Os homens desejam sim uma mulher moderna, porém a autonomia, independência ou mesmo sua “autoridade” os assustam. A mulher quer sim sua independência, autonomia e também seus direitos e “autoridade” sobre eles, mas e muitos momentos querem ser tratadas como “mulher”. O que é uma “mulher” hoje? O corpo mais que esguio das modelos de sucesso, que reflete o sonho de consumo para o corpo feminino, é aquele que aponta o confronto com a “madona”, não a cantora e sim a matriz, mãe, mulher maternal (o que nos remete ao amor incondicional). O homem entende que deve curvar-se ao feminino da madona, mulher dependente e maternal, mas não à Madona, cantora. O que é ser feminina? Há alguns anos isso incluía a maternidade; e hoje? Hoje há um grande conflito nesse aspecto, nem sempre no nível consciente (e em ambos os gêneros).

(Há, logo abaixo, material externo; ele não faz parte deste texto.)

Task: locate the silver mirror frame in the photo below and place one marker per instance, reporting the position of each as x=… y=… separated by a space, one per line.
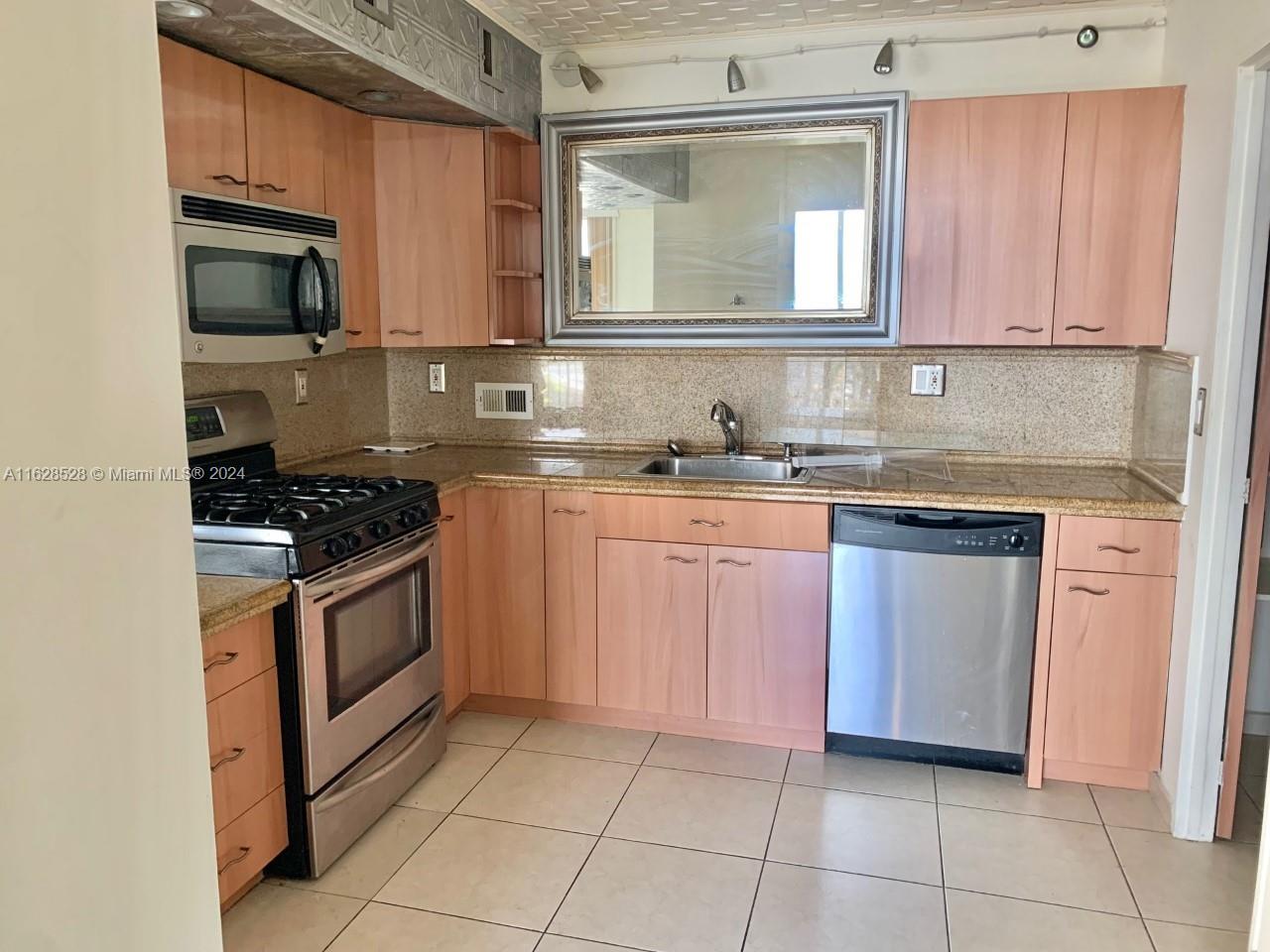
x=784 y=329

Simultaneamente e em uma aparente contradição, emerge eventualmente o desejo de ser mãe, a certeza de que o homem é quem deve pagar a conta do restaurante e que não há nada de errado em receber flores e que lhe abram a porta do carro.
No homem acontece a mesma aparente contradição: é excelente a autonomia, independência, desde que não seja na hora de fazer sexo pois a independência pressupõe a possibilidade de recusa e aí surgem inúmeros efeitos, inclusive o sentimento de rejeição.
Em função de incontáveis conflitos que podem surgir nesse environment o casal pode definir que o relacionamento se esgotou e a saída é terminar a relação. Essa também é uma possibilidade moderna. Ainda vivem inúmeros casais para os quais essa possibilidade não existia!
De fato há um automatismo na busca do “outro” e o fazemos inconscientemente. A relação evolui e parece que se conduz, também automaticamente, para um estreitamento e a união. UNIÃO! Aí começam os problemas: a união me limita!
De fato somos dirigidos ainda pela idéia antiga de que casamos por amor e por isso as regras do relacionamento serão as regras do afeto. Infelizmente não é isso que acontece; todo o conjunto de questões acima indica que não são as regras do afeto que efetivamente vêm regendo a relação no casamento e sim a competição pela auto-afirmação do gênero. As dificuldades mais comuns dos casamentos atuais estão, dessa forma, vindo de fora dele.
Não é possível manter uma relação nos moldes “antigos”, porém sob as regras atuais. Pelo menos ainda não aprendemos o como fazer isso.
A libido ficou reduzida? As clínicas que tratam dos distúrbios sexuais sabem que a maioria dos homens que buscam solução para a impotência… não são impotentes. Fetiches, artifício eróticos resolvem?
Odiamos essa ideia, ficamos aturdidos com essa possibilidade, mas… olhe, considere, veja como as coisas estão se dando. Olhe e realmente veja para que possa, dessa forma, tratar dos problemas conjugais com boa possibilidade de sucesso.